Taiwan è uno dei punti più caldi del pianeta: un possibile teatro di uno scontro tra la Cina e il mondo occidentale nei prossimi anni. Mentre Pechino si prepara a riprendere possesso dell’isola, una domanda sembra non aver ottenuto ancora risposta: come (e se) reagirà l’Occidente? Nel suo La guerra promessa (Solferino 2023) Danilo Taino stima molto alte le probabilità che questo secolo sia segnato dalla questione dell’ex isola di Formosa. Certo, Xi Jinping non ho ancora deciso quando sarà il momento di riunificare la Cina. In Occidente si crede che Pechino sarà tenuta a bada in qualche modo. Da oltre settant’anni Taiwan è trattata in Occidente come un’isola fantasma, congelata e sospesa.
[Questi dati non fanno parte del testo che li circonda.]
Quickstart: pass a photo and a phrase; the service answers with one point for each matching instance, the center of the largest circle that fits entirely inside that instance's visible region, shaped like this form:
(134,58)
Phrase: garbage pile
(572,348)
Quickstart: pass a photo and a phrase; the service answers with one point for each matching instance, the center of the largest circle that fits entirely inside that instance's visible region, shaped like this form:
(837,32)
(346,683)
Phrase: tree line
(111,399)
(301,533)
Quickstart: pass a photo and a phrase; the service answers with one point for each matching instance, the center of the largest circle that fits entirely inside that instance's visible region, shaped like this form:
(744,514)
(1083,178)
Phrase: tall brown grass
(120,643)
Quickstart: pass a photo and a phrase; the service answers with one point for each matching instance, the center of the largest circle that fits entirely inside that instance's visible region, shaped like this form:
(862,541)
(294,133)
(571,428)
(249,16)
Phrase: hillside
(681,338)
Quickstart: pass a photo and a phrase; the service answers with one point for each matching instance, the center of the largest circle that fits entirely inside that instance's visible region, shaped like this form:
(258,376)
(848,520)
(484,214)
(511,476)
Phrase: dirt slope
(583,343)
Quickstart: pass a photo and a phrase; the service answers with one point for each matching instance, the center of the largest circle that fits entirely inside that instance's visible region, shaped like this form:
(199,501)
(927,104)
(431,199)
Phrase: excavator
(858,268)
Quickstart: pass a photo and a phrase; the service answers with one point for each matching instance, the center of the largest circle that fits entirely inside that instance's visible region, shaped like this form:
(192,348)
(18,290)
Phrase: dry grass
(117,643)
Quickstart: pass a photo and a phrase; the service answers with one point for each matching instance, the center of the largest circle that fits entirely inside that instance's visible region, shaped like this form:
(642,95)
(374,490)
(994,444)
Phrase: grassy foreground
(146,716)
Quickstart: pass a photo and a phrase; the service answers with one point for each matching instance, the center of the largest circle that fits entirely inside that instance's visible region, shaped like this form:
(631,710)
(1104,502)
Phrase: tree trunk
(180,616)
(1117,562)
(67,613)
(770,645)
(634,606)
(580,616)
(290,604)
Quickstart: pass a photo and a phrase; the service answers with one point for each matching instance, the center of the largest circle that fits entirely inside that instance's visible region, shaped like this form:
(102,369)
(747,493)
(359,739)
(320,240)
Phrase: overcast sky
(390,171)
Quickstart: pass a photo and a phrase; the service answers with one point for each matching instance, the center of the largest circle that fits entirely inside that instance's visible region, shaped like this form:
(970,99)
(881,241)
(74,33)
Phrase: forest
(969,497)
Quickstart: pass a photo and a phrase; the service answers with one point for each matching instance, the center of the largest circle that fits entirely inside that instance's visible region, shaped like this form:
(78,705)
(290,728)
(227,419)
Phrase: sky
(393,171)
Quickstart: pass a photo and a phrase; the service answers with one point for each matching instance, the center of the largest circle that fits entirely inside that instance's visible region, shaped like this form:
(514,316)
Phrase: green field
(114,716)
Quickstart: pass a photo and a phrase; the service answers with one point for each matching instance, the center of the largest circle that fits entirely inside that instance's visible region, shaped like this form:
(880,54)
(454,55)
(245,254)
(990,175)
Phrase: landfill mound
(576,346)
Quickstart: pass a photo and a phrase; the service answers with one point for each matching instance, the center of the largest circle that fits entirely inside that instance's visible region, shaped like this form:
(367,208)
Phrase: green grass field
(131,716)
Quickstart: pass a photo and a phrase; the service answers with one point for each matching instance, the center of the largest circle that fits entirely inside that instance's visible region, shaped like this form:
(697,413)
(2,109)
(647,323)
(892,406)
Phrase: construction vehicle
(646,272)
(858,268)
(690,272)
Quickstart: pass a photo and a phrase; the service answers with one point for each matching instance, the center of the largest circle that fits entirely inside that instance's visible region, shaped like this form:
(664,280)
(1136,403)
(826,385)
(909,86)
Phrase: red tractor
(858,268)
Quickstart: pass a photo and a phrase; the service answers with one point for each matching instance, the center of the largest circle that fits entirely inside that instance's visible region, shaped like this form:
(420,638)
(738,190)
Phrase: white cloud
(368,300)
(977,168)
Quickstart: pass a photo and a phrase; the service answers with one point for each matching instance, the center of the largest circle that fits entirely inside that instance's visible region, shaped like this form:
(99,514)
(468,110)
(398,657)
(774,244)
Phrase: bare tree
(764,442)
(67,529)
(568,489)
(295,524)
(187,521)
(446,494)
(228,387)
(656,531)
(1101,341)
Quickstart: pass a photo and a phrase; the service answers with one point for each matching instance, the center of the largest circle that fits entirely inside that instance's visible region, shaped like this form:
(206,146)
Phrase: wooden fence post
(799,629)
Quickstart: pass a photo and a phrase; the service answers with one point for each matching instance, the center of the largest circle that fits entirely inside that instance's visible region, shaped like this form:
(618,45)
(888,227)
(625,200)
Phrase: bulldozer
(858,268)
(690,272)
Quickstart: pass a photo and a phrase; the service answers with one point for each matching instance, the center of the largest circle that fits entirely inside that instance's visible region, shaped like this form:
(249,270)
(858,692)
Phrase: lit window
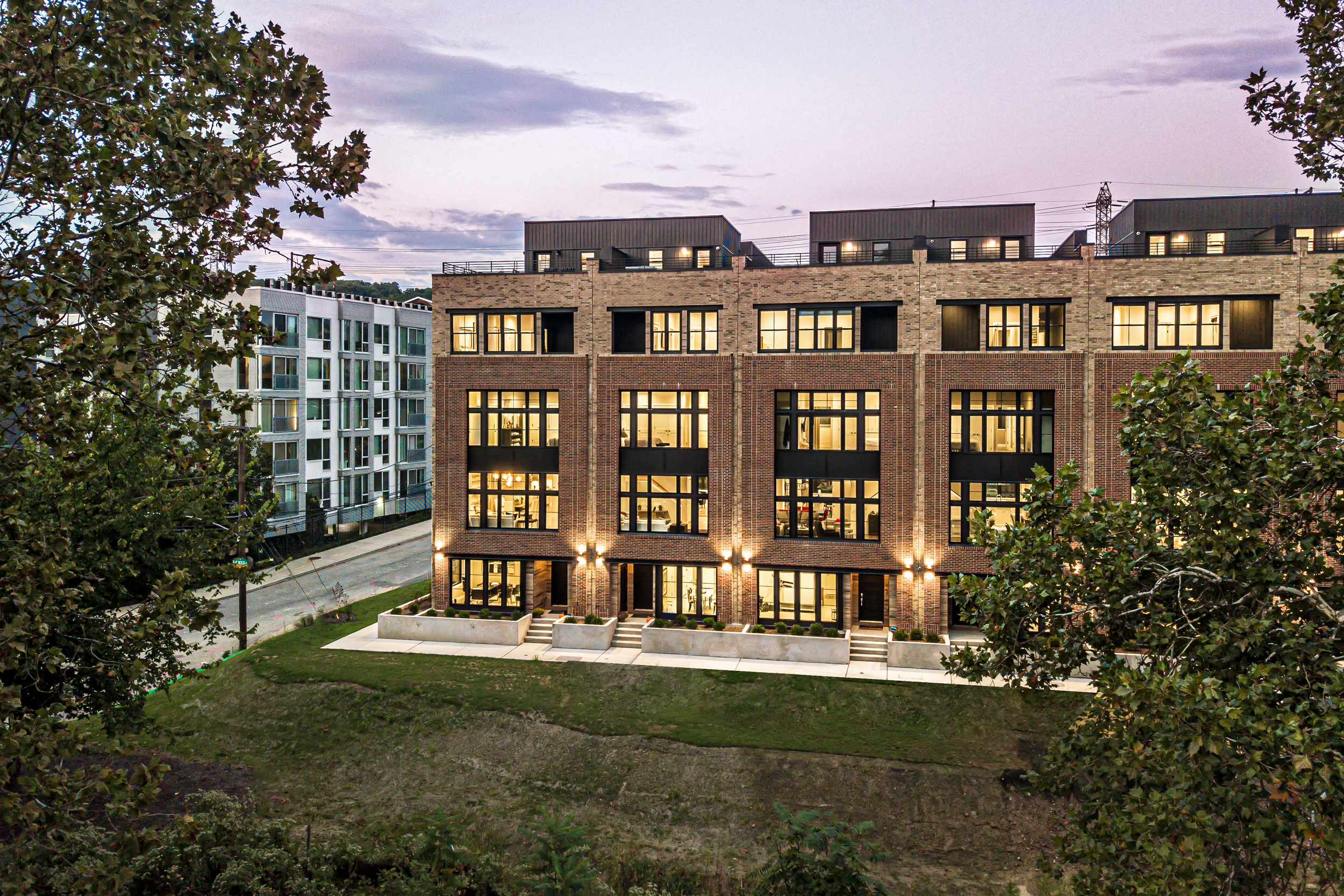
(1004,326)
(775,331)
(1190,326)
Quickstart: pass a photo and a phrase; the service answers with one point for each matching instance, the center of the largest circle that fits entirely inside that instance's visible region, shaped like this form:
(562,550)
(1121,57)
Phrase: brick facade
(913,382)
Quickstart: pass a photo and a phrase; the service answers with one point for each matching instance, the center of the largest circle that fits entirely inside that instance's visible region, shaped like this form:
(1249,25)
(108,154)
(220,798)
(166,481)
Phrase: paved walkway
(367,640)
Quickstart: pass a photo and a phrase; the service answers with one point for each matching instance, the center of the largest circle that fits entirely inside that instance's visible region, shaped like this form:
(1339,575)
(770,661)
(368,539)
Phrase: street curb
(254,589)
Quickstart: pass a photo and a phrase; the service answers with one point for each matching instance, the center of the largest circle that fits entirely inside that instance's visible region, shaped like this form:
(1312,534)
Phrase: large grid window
(485,583)
(514,418)
(827,421)
(514,500)
(703,331)
(1003,500)
(797,596)
(775,331)
(1047,326)
(687,590)
(1004,327)
(671,504)
(667,331)
(827,510)
(1190,326)
(511,334)
(1129,327)
(666,420)
(1012,422)
(826,331)
(464,334)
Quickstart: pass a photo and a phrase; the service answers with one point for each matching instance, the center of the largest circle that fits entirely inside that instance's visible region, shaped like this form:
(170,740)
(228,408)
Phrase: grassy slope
(955,726)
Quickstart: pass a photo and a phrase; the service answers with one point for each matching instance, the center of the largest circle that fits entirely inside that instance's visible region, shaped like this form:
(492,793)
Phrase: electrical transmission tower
(1103,206)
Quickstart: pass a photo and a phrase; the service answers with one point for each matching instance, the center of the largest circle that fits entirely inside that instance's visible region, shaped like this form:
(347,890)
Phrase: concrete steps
(628,634)
(867,647)
(541,630)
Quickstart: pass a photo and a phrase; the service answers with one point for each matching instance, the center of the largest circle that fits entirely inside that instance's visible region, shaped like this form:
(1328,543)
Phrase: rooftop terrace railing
(1197,248)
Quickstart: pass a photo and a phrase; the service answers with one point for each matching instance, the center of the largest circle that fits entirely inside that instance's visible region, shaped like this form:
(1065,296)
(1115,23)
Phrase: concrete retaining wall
(917,655)
(457,630)
(581,636)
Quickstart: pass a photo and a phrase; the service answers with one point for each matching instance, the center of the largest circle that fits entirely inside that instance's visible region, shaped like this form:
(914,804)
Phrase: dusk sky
(483,116)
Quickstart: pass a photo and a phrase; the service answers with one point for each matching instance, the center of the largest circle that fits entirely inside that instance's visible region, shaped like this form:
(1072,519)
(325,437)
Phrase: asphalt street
(277,605)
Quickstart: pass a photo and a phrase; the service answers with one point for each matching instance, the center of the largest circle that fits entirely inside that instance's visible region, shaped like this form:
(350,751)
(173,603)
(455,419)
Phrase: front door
(644,587)
(873,598)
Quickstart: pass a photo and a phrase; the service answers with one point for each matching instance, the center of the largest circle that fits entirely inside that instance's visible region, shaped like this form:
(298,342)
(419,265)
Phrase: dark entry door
(560,585)
(644,586)
(873,598)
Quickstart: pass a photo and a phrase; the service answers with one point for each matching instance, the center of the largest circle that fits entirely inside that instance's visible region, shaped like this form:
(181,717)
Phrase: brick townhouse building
(652,415)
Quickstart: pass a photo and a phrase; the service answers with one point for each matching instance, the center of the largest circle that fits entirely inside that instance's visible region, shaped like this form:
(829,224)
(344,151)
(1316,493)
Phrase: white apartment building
(343,404)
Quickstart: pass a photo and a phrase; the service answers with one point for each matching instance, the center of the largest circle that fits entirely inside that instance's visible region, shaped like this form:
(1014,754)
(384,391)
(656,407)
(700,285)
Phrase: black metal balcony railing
(1198,248)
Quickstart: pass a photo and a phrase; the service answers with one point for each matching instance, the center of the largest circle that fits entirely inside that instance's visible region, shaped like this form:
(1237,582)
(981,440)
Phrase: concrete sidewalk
(327,559)
(367,640)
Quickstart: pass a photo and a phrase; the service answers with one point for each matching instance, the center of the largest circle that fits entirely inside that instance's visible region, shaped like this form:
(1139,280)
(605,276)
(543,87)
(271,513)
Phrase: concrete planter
(917,655)
(453,629)
(745,645)
(795,648)
(582,636)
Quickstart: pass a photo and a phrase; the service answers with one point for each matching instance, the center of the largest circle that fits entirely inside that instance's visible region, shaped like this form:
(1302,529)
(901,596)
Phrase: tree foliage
(1216,763)
(1310,113)
(818,856)
(136,141)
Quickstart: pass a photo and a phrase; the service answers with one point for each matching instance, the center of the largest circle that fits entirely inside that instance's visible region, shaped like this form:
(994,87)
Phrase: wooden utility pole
(242,543)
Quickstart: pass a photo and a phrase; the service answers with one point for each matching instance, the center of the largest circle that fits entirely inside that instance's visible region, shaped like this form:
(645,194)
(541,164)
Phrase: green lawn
(923,723)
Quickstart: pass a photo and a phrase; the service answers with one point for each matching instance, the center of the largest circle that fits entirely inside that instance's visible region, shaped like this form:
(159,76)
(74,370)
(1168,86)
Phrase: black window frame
(791,406)
(963,412)
(499,336)
(690,500)
(816,331)
(792,494)
(483,485)
(967,497)
(482,428)
(671,338)
(1007,328)
(511,596)
(695,609)
(775,577)
(1178,304)
(698,409)
(1050,327)
(455,335)
(787,331)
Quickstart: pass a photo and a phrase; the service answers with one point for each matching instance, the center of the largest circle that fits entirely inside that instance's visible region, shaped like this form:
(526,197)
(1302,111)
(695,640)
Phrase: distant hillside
(381,291)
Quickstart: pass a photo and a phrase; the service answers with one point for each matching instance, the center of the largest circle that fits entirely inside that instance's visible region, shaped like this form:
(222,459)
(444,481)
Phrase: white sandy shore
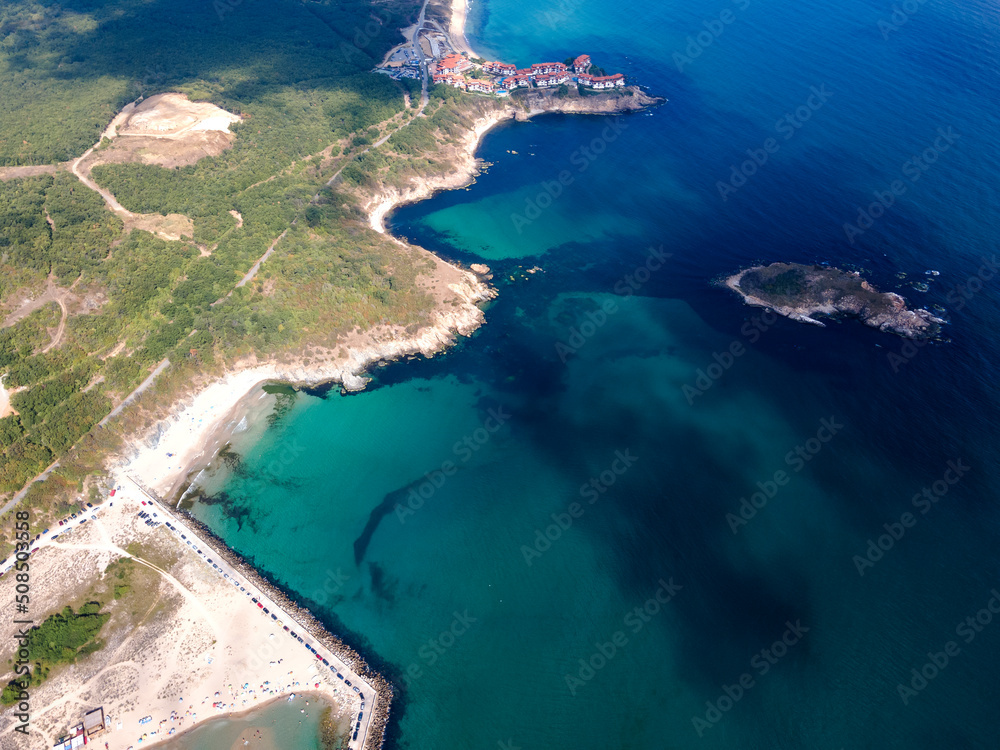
(203,650)
(456,29)
(184,438)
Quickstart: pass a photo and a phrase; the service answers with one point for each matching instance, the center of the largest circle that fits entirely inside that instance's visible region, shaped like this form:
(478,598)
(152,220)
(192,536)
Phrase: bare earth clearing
(179,618)
(166,130)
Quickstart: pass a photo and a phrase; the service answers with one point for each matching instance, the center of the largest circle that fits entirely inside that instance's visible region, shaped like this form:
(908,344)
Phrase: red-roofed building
(551,79)
(450,79)
(499,68)
(601,82)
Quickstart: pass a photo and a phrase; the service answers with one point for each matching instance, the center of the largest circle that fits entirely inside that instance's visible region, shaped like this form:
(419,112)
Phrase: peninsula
(180,236)
(802,292)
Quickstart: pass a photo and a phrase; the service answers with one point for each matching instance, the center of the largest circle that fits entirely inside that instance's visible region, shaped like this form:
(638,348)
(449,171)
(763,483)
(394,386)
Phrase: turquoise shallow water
(455,496)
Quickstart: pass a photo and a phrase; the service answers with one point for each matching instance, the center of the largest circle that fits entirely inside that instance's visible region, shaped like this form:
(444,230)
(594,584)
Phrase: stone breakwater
(303,618)
(464,164)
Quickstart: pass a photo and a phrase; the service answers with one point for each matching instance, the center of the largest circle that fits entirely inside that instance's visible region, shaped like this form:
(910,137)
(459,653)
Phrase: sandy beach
(456,28)
(187,647)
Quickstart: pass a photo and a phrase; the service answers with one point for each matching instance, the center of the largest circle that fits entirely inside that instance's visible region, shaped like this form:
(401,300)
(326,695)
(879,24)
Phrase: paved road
(424,98)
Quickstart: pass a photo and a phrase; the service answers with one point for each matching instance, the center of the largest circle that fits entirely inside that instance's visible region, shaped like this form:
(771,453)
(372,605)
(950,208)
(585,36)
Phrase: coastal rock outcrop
(802,292)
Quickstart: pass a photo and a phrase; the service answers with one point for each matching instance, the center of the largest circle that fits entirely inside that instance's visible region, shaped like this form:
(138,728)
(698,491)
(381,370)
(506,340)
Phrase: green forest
(61,639)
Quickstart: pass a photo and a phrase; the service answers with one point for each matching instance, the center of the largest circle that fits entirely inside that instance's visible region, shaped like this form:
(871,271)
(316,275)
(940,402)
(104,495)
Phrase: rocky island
(802,292)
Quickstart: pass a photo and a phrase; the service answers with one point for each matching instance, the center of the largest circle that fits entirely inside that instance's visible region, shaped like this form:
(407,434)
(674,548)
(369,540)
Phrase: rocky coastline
(520,108)
(801,292)
(303,619)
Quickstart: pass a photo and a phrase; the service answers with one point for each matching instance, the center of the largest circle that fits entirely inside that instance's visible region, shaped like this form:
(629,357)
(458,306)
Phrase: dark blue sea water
(501,510)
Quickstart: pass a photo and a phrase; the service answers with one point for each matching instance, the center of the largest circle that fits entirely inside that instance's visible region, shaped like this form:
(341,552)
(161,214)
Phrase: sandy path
(17,173)
(137,392)
(256,266)
(60,329)
(5,408)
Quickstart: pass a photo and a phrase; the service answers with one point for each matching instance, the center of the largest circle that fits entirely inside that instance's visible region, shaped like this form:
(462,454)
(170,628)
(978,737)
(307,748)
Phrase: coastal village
(500,79)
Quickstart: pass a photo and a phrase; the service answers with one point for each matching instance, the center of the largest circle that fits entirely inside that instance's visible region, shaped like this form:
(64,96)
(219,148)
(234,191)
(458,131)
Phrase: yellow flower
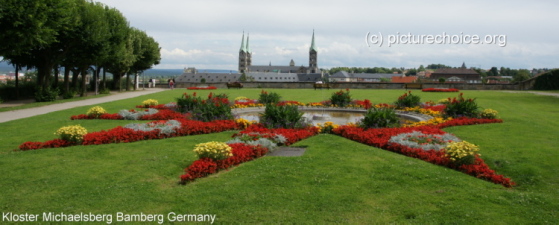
(489,114)
(461,152)
(72,133)
(150,102)
(96,111)
(215,150)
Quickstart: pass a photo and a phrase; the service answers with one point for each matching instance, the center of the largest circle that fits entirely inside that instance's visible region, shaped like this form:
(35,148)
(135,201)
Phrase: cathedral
(245,61)
(259,73)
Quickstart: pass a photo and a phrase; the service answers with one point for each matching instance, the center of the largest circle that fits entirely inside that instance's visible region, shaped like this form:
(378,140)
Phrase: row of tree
(78,35)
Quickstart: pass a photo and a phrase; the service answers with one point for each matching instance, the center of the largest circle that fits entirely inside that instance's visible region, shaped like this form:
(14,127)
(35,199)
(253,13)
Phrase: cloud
(209,32)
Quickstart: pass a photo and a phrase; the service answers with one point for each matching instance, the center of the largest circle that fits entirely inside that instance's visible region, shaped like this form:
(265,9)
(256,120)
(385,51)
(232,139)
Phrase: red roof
(398,79)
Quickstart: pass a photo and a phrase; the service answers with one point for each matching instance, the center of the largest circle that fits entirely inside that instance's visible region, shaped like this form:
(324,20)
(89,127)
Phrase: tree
(120,56)
(146,52)
(521,75)
(493,72)
(437,66)
(411,72)
(33,30)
Una foglia appoggiata sui mari cinesi, scrive l’autore, che rimane un baluardo, quindi civiltà, un gioiello di democrazia e di tecnologia – negli anni, Taiwan ha infatti sviluppato un carattere unitario e autonomo.
Xi ha fissato per il 2035 il completamento dell’unificazione con la Cina continentale – la “madrepatria”. Il Dragone è intransigente sulla politica della Cina Unica; Xi intende riassorbire Taiwan per fare del Paese un vero potere globale rispettato dal resto del mondo, riscattato finalmente dal “secolo delle umiliazioni”. Portare l’isola sotto la sua leadership sarebbe il coronamento della sua carriera dopo che già è entrato nella storia nel 2018 per aver fatto eliminare dalla Costituzione il vincolo dei due mandati sui mandati della presidenza. Non risolvere la questione di Taiwan sarebbe una rinuncia umiliante per Xi. Anche perché da anni ha alzato le aspettative del partito e della popolazione cinese in oggetto a Taiwan. La caduta dell’isola, l’unica democrazia cinese, sarebbe un colpo fatale per la credibilità americana nella regione. Il Giappone riterrebbe dubbia la capacità degli Stati Uniti di garantirgli un ombrello di protezione e potrebbe sviluppare il suo potere nucleare.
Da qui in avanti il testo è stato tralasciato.